Ach für meine kleinen Java-Programme werden die 2 GB locker reichen. Die sind in der Regel bisher ja nicht größer als ein paar KB ^^


----------



## golani79 (26. August 2014)

Man kann relativ einfach den Speicherplatz noch ein wenig upgraden - kostenlos.
Hier findest ein paar Möglichkeiten, wobei die Carousel App fürs iPhone bzw. für ein Android Gerät gleich 3GB zusätzlich bringt.

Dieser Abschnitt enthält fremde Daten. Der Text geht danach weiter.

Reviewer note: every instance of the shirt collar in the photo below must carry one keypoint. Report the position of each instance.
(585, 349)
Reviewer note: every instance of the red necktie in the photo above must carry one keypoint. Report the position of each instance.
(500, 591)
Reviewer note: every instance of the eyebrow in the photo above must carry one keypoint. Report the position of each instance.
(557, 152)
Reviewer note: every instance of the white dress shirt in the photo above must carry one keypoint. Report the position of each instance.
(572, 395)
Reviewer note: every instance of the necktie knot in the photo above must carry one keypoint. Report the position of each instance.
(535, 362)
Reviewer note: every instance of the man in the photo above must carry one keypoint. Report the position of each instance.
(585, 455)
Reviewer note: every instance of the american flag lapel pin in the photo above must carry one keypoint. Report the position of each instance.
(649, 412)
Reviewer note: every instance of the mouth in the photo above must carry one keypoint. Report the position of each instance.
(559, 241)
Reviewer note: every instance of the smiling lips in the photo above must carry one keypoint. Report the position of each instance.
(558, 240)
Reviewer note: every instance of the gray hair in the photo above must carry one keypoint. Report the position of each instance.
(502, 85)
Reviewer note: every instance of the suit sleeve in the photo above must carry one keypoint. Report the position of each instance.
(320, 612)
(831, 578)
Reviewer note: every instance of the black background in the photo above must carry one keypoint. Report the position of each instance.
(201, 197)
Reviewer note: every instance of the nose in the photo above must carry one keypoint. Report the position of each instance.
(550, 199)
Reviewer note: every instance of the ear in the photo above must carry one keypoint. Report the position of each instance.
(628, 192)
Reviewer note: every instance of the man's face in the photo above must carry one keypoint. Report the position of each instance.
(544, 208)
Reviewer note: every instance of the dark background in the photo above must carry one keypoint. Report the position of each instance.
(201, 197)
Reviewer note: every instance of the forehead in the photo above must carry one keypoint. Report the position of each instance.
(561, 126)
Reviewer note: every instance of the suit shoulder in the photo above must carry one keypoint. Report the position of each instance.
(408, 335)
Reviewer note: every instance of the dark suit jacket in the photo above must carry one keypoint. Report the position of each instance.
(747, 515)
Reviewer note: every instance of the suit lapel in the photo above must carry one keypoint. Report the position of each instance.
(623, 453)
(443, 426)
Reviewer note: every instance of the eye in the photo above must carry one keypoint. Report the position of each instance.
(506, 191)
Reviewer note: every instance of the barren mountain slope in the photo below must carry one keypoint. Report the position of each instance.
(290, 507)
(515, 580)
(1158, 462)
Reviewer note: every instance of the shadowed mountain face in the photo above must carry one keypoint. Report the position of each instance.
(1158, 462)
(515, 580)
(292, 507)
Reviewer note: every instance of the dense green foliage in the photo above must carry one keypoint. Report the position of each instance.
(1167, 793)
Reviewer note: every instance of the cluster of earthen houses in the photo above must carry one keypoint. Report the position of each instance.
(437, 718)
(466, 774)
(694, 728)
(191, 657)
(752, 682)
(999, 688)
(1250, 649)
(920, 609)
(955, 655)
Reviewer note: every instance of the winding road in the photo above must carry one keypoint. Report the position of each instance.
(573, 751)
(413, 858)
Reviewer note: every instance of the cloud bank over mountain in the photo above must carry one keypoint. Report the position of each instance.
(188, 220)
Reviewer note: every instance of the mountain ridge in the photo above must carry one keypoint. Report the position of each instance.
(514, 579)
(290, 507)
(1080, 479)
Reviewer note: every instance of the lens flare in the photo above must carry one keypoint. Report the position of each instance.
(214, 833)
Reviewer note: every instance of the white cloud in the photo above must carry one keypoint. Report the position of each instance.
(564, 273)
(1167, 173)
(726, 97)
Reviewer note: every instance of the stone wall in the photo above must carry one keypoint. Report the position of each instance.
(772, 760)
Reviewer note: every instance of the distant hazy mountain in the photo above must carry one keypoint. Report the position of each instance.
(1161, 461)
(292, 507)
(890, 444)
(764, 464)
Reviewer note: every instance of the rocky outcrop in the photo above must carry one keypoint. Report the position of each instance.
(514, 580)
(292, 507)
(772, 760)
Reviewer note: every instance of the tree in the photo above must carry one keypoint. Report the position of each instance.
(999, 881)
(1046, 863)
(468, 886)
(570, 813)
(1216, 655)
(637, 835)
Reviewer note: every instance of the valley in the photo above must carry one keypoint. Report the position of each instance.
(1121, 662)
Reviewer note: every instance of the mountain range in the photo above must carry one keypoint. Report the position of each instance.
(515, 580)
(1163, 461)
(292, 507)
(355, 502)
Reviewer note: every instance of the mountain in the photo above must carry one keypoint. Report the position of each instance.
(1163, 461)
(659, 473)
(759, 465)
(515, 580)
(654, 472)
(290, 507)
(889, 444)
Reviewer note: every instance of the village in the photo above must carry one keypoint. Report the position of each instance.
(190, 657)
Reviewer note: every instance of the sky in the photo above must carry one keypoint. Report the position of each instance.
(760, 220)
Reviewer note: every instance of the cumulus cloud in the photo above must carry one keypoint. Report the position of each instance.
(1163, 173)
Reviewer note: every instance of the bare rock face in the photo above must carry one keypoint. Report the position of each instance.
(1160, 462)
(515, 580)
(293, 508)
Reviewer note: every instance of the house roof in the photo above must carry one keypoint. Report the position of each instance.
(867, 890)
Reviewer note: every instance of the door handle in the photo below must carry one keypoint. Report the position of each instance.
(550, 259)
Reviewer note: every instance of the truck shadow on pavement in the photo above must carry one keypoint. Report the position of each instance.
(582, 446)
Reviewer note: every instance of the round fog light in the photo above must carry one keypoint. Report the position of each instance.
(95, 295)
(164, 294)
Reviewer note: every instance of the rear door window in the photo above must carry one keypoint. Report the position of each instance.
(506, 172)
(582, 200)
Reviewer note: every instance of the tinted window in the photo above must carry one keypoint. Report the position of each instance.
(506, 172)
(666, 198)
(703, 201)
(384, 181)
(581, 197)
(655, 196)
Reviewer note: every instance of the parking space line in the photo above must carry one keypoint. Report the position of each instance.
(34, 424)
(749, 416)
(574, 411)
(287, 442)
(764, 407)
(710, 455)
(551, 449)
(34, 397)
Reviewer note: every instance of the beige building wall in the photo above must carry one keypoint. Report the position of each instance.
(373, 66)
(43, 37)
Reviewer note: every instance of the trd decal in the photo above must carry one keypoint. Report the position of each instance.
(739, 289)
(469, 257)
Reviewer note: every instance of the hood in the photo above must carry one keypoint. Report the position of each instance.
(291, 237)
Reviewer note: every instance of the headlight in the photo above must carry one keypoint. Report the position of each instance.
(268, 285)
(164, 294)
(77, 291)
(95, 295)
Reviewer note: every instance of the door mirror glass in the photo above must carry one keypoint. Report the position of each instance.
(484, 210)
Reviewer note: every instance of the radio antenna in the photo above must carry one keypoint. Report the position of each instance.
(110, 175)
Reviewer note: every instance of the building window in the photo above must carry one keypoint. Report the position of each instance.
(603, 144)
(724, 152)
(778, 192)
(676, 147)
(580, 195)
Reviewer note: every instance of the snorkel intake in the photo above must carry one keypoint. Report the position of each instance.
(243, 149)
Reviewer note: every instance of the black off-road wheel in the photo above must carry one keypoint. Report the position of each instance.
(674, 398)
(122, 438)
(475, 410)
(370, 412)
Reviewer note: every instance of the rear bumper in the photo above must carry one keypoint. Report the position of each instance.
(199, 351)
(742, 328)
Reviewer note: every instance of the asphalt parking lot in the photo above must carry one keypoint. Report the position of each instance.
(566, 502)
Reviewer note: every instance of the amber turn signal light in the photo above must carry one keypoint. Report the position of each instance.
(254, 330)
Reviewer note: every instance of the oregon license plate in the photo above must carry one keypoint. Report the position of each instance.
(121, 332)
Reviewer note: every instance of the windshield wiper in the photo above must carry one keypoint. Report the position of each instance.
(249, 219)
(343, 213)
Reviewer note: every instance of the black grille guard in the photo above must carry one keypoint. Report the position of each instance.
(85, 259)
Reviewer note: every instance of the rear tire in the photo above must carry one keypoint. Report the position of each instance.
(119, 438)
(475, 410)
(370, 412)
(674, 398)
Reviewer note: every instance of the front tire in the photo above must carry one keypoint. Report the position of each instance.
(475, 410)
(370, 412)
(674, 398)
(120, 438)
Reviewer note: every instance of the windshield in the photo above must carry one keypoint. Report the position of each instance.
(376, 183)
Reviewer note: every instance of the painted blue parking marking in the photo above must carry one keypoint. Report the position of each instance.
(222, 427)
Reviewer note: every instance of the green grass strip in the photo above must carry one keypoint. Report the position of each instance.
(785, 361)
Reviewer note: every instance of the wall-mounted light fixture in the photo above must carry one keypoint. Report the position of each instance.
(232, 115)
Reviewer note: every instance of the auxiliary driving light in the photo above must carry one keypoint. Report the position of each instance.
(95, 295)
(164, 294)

https://www.dropbox.com/help/15


----------



## PcJuenger (26. August 2014)

Danke für den Hinweis, ich werde da mal nachschauen, wenn ich es denn irgendwann benötige ^^


----------



## Minu-ga-hana (7. September 2014)

Hi,
aus der Android-Bastler-Ecke kenne ich für solche Zwecke Dev-Host. In den einschlägigen Foren (XDA-Developers, anyone?) gibt es eigentlich nur wenige ROMs, die nicht über Dev-Host oder Google Drive zum Download angeboten werden. Falls du dir den Aufwand machen willst, kannst du auch über Github den Quellcode verfügbar machen und die kompilierte .jar-Datei als "Release" zur Verfügung stellen. Erfinde dir einfach eine Release-Nummer wie 0.0.1.Käsekuchen.


----------